Before I start, let me just say this article is not for everyone. If you are looking for a list to use in a production application, move along to a more useful article. If, however, you are interested in data structures, please read on. This article is targeted toward those who would like to deepen their understanding of data structures and algorithms.

Also, please do not tell me that the tester form is coded sloppy (that is unimportant) or that optimizations could be made to specific SlimList functions (I am aware of those too). The purpose of this article is to present a new data structure, not to optimize it to the extreme or to build a full application. That being said, please feel free to make comments about specific optimizations I could make, and I'll happily add them to the bottom of this article so that others may benefit from your idea.

Introduction

SlimList is my attempt to improve upon the .NET List by reducing the amount of memory it consumes. At worst, List consumes 3x the amount of memory actually stored in the List. SlimList reduces this maximum amount to only 2x the amount of memory actually stored in the list. Since SlimList implements IList, it has most of the features that List does. That being the case, you can use SlimList pretty much exactly how you would a List.

List Uses 3x Memory

With the List data structure, an array of elements is stored to hold all the elements. When the capacity of the List is exceeded, a second array that is twice the size of the first one is created. The old array is then copied to the new array and the old array is discarded. So, the array doubles each time the capacity is exceeded. The Reflector screenshots below confirm this is how List performs size increases (EnsureCapacity doubles the length and Capacity performs the copy operation). One might think that only half the memory is being wasted on capacity (i.e., that 2x of the memory is being used). While this is true after the copy operation, it is not true during the copy operation, because both the old array and the new array exist during that time period. Since the new array is twice the size of the old array, a total of 3x the amount of required memory exists during the copy operation. SlimList remedies this.

EnsureCapacity from Reflector

Capacity from Reflector

SlimList Uses 2x Memory

SlimList uses a different structure than List to store elements. Rather than an array, SlimList uses an array of arrays to store elements (sample structure shown in image below). The first array (which I will refer to as the "major" array) is about 32 items long, and each sub-array (which I will refer to as the "minor" arrays) is initialized to null. After enough elements have been added, the first two elements in the major array are each arrays of size 2 (the first and second columns in the image below). The third is of size 4 (third column below), and the fourth is of size 8 (fourth column below). Each subsequent array is twice the size of the previous. The screenshot above and to the right shows this data structure (as viewed from the Visual Studio debugger). These arrays of exponentially increasing size are the ones that hold the actual data elements. List creates a new array twice the size of the existing array when capacity is exceeded. A SlimList, however, creates a new array the same size of the existing elements when capacity is exceeded. Also, no time is wasted copying elements from the old array to the new array, because each new array only stores new values. That is, the existing values stay in their existing arrays, so no copy operation is performed.
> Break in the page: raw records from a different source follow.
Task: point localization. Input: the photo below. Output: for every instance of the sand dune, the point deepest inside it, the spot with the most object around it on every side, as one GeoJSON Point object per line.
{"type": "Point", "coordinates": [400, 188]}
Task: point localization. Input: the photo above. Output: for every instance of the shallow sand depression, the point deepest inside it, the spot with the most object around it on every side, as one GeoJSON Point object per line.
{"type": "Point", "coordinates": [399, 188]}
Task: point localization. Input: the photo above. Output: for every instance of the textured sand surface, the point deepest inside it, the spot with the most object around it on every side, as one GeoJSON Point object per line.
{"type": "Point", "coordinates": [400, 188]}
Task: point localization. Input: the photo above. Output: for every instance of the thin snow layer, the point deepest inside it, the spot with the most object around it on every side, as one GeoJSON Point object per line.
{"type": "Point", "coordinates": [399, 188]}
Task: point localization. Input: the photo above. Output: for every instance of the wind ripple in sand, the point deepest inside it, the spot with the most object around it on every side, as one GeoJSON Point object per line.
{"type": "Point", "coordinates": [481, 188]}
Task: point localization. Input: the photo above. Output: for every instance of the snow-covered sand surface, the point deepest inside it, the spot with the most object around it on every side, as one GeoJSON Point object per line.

16 elements, 4 minor arrays

Adding to a SlimList

When a SlimList is created, an array is created, like the one shown below:

C#
private T[][] items = new T[31][];

The T is a templated type. So, if you were to specify the type as int, the array would look something like this:

C#
private int[][] items = new int[31][];

That is a jagged array. The "major" array has 31 "minor" arrays. Each minor array can be a different size. Initially, the minor arrays are all null. When the first item is added to the SlimList, the first minor array is initialized to size 2. This would look something like this (also shown as the first column in the above image):

C#
items[0] = new int[2];

When the second item is added, it is just assigned as the second element in that minor array. When the third item is added, a second minor array needs to be created, which looks like this:

C#
items[1] = new int[2];

That second minor array happens to be the same size as the first, but all subsequent minor arrays are twice as large as the previous one. So, to manually assign the third element in the SlimList, the code would look something like this:

C#
items[1][0] = value;

Whenever the last element of the last minor array gets filled, the next minor array is created. Each minor array gets created with a size equal to the number of elements already in the SlimList. This means the SlimList doubles each time the capacity is exceeded. The key advantage it has over List is that no copy operation must be performed when capacity increases, so less memory is consumed.

SlimList Indexing

While SlimList uses less memory than List, it also uses more processor power, but indexing is still an O(1) operation. In order to access an item at a given index, two indexing operations must be performed. One to index the major array, and one to index the minor array. On top of that, the index of the major array first needs to be calculated. This is done with a base 2 logarithm (since the minor arrays double in size). That calculation looks like the following:

C#
int firstIndex = (index == 0 ? 0 : (int)Math.Truncate(Math.Log(index, 2)));

The second index is calculated as the offset into the minor array.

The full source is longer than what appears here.